Recent ArcGIS Hub issues with reliable downloads
Since we launched ArcGIS Hub as Open Data in 2014, organizations and communities around the world have come to rely on Hub as their platform for sharing authoritative data. We continually add and expand features for improving the accessibility and utility of these data by anyone. In addition to these features, we know that reliable downloads are a requirement that must be maintained.
Over the past few months, there have been several instances of limited download availability. We apologize for those unforeseen issues and are diligently working to improve our platform, processes, and communications to provide you with the confidence and in your choice of using ArcGIS Hub as your authoritative data sharing system.
To support your work ensuring that your servers are effectively configured and available I want to share important details with you about how the Hub data sharing and download system works, what recently occurred, and what we are doing to improve the system.
How Hub Downloads work
ArcGIS Hub provides an integrated, easy to use, and automatic system for sharing data in a variety of common, open formats. The ArcGIS platform is comprised of individual servers hosted both on-premise and in cloud services - each with slightly different server versions, infrastructure configurations, and a great variety of attribute and geometry complexity.
Our goal is to provide automatic, up-to-date downloads, regardless of these variations in backend services. To accomplish this, the Hub technology uses ArcGIS Online Items and Groups that create a metadata registry of content. When you specify that data should be made available for download, ArcGIS Hub creates a cache of the data by crawling the server and publishing the various file formats. When you first register a service, we pre-cache the data so that it’s available immediately for data users.
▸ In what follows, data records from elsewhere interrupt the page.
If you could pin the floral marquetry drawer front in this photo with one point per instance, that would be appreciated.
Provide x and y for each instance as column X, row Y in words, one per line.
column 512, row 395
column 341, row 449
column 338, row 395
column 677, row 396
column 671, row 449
When someone requests the download, we verify that the currently cached version is up-to-date with the server and if so we send them the file. If the data is out of date, we generate a new download file for them on demand. We also added periodic daily checking of data caches against your servers and preemptively update these caches for the next users.
Sometimes there are issues when creating downloads from these servers. There are many reasons, from system outages of on-premise servers, to misconfigured layers that cause queries to fail. We provide administrative error messages and warnings and you will soon see new and more actionable versions of these messages in Hub. We are also developing more options for you to schedule these cache updates based on your publishing processes.
Recent download issues
Along with making sure data you share is readily available, we also need to ensure that data is no longer accessible once it is no longer shared. Recently we changed how we remove cached download files. Unfortunately, the logic for removing these invalid download caches sometimes also removed valid download caches. An error in the application logic caused valid download caches to be deleted.
We receive system alerts immediately, 24 hours a day, 7 days a week. However, by the time the issue was identified and resolved, we needed to recreate the download files for many datasets.
Plan for more reliable and trusted downloads
Our goal is to provide you and your users confidence in accessing and downloading data. To reinforce this, we are making several changes immediately to how we build, deliver, and report on downloads in Hub.
We have organized a development team focused on integrated systems operation and product capabilities that include downloads. This team of engineers is responsible for both the logic creating downloads as well as the infrastructure for providing the downloads are comprehensive and integrated.
Another useful tool we will provide you is a public dashboard of the current and historic status of Hub downloads and as well as other systems. This dashboard will provide a view for you to understand the current operating conditions as well as any potential issues and their expected resolutions. We are working with the ArcGIS Online team to also incorporate this information into the Online status page.
This new status dashboard will be an improved real-time and streamlined measurement of download operations that improve & resolve emerging issues more quickly. A summary of these alerts will be published to the dashboard so you can stay updated with current status. Additionally, we plan to integrate necessary alerts into the Hub user interface so that data users and admins can also be alerted to potential download issues as they are attempting to access data. At first, this will include system issues, but we also intend to allow you to share the current status of your own shared systems through these alerts. As stated before, sometimes downloads are unavailable due to your server infrastructure or external issues.
To support your work ensuring that your servers are effectively configured and available, we are investigating tools that you will be able to use for your own configuration review and monitoring. Publishing open data is straightforward but does require some consideration on how to effectively scale and maintain the underlying authoritative services.
As always, we appreciate any feedback or ideas.